What are your points then!? Sorry using the iPhone app and cannot see signatures.


----------



## OZ 14 (Sep 13, 2013)

hi,
I got 60 points


----------



## gchabs (Nov 4, 2012)

OZ 14 said:


> hi,
> I got 60 points


When did you apply!? As in when had you submitted your EOI??


----------



## Tashi_Norem (May 7, 2014)

hi all..me too is waiting in this category..keeping my fingers crossed


----------



## OZ 14 (Sep 13, 2013)

submitted my EOI on 13 sep 2013


----------



## Beax (Nov 24, 2014)

Hi there, 

I'm trying to get a visa under 26111 ict ba. I did send my first EOI on the first of September for 190 for Victoria but due to the high number of applications I was notified at the beginning of October they didn't give me an invite, hence I submitted a new EOI for 189 with 60 points (date of effect 17/10/14). 
I have been gathering data on all previous invitation rounds as per below, to see if I could make some sense on when I would be likely to get an invite but I'm still not sure. I have included also the occupational ceiling allocation for the last 2 rounds. At least in the last round 60 pointers were invited from submissions in early June. 
Can anyone share some info, knowledge or ideas on the below data? I would really appreciate!! 

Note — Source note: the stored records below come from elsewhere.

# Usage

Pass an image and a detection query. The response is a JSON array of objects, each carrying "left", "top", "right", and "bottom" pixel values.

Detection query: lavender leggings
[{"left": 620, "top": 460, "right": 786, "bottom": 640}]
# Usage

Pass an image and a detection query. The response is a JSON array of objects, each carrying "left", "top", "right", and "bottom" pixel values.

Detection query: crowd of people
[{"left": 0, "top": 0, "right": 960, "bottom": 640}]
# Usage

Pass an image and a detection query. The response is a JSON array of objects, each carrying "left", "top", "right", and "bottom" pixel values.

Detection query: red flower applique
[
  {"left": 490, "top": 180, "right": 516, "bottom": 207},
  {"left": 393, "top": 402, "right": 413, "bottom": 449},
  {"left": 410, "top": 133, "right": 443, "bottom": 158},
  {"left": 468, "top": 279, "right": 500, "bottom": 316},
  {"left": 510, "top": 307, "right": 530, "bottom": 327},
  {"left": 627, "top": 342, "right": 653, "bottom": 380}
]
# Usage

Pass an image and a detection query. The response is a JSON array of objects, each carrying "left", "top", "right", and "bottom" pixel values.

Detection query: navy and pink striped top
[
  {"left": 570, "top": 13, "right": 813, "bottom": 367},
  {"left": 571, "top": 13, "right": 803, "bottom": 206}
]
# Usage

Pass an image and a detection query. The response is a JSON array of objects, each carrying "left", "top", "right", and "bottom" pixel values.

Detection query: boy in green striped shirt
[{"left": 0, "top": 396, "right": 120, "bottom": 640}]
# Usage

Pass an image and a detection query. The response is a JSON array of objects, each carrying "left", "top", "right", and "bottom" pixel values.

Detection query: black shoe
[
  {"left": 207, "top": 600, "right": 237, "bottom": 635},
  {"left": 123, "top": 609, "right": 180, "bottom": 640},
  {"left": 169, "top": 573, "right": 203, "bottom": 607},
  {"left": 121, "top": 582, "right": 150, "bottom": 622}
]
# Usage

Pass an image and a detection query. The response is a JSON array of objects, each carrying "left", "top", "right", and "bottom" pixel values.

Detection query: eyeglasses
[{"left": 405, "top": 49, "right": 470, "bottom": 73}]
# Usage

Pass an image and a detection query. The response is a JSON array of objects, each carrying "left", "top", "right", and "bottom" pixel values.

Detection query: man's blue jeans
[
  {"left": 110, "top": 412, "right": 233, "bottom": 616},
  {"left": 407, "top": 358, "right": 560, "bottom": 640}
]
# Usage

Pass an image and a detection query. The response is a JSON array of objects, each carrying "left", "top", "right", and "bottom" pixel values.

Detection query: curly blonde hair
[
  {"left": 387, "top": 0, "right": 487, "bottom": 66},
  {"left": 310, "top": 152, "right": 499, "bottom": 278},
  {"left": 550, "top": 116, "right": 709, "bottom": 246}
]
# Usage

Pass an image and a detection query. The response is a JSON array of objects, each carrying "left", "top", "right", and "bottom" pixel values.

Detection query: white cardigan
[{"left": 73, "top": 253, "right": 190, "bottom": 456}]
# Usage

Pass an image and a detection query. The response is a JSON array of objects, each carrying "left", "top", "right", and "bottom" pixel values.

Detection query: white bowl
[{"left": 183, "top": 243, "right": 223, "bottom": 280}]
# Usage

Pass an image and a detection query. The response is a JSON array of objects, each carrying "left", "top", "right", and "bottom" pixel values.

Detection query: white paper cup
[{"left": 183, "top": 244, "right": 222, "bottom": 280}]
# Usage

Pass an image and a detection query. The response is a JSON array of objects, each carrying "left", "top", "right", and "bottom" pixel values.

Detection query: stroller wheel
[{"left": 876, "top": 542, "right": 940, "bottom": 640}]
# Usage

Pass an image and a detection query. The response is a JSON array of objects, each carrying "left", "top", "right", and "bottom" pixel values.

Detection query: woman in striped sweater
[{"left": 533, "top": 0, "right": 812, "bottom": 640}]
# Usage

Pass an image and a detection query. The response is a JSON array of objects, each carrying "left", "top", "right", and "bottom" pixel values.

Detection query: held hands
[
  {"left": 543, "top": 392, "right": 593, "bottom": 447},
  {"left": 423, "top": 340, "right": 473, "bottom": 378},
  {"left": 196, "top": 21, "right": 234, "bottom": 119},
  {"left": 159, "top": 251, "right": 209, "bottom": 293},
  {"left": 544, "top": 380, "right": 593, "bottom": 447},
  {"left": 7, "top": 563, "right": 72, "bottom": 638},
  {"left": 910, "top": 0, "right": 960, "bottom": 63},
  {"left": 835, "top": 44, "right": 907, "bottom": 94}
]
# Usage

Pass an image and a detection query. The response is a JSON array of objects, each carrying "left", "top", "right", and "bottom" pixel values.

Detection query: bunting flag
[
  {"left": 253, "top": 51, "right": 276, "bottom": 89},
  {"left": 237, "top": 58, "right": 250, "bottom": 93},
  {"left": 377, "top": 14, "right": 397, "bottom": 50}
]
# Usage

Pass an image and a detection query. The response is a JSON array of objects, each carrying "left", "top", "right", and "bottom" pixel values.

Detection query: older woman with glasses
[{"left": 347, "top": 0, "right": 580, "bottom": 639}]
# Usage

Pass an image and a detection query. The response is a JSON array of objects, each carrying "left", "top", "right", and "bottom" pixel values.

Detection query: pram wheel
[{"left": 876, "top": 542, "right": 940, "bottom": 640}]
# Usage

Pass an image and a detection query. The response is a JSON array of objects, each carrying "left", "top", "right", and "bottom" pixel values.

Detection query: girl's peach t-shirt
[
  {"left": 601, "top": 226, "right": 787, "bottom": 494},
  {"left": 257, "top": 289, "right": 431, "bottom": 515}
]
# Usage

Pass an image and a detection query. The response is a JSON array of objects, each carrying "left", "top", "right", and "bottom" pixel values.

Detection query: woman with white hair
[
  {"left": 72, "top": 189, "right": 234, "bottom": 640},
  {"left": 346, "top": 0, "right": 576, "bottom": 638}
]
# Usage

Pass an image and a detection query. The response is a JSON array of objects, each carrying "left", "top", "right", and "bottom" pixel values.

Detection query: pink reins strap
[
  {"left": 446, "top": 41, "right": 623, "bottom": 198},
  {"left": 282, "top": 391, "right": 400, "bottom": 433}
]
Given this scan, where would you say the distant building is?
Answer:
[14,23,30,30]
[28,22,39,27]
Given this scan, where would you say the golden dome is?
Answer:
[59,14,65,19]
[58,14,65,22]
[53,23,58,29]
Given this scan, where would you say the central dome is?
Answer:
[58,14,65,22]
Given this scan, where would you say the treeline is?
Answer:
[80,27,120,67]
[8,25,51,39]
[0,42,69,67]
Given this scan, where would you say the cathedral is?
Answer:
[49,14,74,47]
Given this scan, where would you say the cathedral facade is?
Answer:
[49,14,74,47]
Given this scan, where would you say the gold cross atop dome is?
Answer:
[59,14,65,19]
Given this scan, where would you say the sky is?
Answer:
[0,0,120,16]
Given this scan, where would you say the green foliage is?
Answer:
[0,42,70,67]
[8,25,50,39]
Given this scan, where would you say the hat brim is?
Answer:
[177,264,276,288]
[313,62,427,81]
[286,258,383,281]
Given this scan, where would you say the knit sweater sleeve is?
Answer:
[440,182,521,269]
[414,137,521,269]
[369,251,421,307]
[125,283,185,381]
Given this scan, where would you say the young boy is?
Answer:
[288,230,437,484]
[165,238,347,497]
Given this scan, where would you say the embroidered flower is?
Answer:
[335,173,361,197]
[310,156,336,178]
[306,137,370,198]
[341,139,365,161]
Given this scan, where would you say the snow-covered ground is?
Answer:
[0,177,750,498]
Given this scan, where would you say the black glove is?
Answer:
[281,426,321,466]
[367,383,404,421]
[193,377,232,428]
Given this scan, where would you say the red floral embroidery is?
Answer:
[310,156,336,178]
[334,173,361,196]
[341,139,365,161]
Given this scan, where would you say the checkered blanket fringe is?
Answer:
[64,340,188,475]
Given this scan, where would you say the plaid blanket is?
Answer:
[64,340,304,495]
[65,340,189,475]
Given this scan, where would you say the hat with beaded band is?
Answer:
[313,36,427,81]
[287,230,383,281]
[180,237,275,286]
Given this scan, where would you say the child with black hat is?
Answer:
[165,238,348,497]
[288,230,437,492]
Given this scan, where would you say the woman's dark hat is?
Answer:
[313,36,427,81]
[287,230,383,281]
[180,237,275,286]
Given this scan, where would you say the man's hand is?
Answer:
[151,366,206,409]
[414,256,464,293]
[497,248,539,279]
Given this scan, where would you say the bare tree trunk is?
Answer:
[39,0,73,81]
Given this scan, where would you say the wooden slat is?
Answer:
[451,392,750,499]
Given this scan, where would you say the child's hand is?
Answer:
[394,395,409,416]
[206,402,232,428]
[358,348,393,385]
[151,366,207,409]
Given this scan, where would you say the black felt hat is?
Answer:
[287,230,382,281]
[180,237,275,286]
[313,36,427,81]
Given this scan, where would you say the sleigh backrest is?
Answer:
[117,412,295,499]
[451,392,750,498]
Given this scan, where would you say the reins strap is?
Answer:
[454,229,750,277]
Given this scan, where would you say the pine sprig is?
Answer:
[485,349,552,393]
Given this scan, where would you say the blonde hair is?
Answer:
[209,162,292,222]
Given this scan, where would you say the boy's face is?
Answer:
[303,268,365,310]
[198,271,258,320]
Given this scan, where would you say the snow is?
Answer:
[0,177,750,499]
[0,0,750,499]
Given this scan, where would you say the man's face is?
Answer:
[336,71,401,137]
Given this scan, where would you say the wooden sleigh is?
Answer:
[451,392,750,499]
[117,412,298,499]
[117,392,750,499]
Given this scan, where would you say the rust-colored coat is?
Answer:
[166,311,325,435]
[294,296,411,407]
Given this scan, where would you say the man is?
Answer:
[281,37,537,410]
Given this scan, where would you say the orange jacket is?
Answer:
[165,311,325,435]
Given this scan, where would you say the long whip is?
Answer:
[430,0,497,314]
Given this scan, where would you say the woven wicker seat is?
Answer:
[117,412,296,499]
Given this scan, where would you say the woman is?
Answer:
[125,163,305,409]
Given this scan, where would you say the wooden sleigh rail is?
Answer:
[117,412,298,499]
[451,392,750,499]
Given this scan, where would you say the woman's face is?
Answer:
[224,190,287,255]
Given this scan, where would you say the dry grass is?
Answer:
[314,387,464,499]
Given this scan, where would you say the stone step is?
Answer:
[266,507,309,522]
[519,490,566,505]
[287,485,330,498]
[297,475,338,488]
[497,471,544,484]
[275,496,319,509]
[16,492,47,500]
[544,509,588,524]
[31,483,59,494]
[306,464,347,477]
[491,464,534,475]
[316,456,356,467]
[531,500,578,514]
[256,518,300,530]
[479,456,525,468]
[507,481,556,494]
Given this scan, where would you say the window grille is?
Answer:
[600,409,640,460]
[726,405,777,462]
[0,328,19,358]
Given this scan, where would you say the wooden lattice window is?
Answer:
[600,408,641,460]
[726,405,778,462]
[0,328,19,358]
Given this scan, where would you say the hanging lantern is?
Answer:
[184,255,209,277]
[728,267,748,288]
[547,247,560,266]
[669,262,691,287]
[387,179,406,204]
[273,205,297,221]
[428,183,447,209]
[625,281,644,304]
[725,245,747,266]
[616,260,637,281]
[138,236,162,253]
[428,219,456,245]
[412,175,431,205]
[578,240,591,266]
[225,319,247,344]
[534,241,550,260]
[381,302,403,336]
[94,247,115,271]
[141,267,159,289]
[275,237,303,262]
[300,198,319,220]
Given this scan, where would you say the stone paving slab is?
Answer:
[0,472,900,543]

Invitation date Submission date 
28/11/14 
14/11/14 11/06/14 60 640/1620
27/10/14 22/05/14 65 639/1620
13/10/14 03/10/14 65	
22/09/14 16/05/14 60	
08/09/14 01/04/14 60	
29/08/14 30/11/13 60	
11/08/14 29/10/13 60	
28/07/14 02/09/13 60	
14/07/14 01/11/13 60	
23/06/14 30/05/14 65	
09/06/14 26/05/14 65	
26/05/14 03/04/14 60	
12/05/14 11/12/13 65	
28/04/14 25/04/14 70	
14/04/14 04/04/14 70	
24/03/14 26/11/13 65	
10/03/14 26/9/13 65	
24/02/14 31/1/14 70	
10/02/14 30/1/14 70	
27/1/14 25/9/13 65	
13/1/14 23/9/13 65	
16/12/13 20/9/13 65	
2/12/13 15/9/13 65	
18/11/13 7/9/13 65	
4/11/13 3/9/13 65	
7/10/13 26/8/13 65	
21/10/13 29/8/13 65


----------



## podigeo (Feb 4, 2014)

Beax said:


> Hi there,
> 
> I'm trying to get a visa under 26111 ict ba. I did send my first EOI on the first of September for 190 for Victoria but due to the high number of applications I was notified at the beginning of October they didn't give me an invite, hence I submitted a new EOI for 189 with 60 points (date of effect 17/10/14).
> I have been gathering data on all previous invitation rounds as per below, to see if I could make some sense on when I would be likely to get an invite but I'm still not sure. I have included also the occupational ceiling allocation for the last 2 rounds. At least in the last round 60 pointers were invited from submissions in early June.
> ...


We have done an analysis of this, you can see more in the following thread.
http://www.expatforum.com/expats/au...business-system-analysts-eoi-tracking-34.html
I will add you in our tracker.
We believe the reason for 639 to 640 is it also include many invites from previous rounds which were either rejected or cancelled. Currently the invite has gone upto Jun 11 for 60 pointers.


----------



## Beax (Nov 24, 2014)

Thanks for that, will check the tracker. Do you think will have chances of getting an invite anytime soon?


----------



## podigeo (Feb 4, 2014)

Beax said:


> Thanks for that, will check the tracker. Do you think will have chances of getting an invite anytime soon?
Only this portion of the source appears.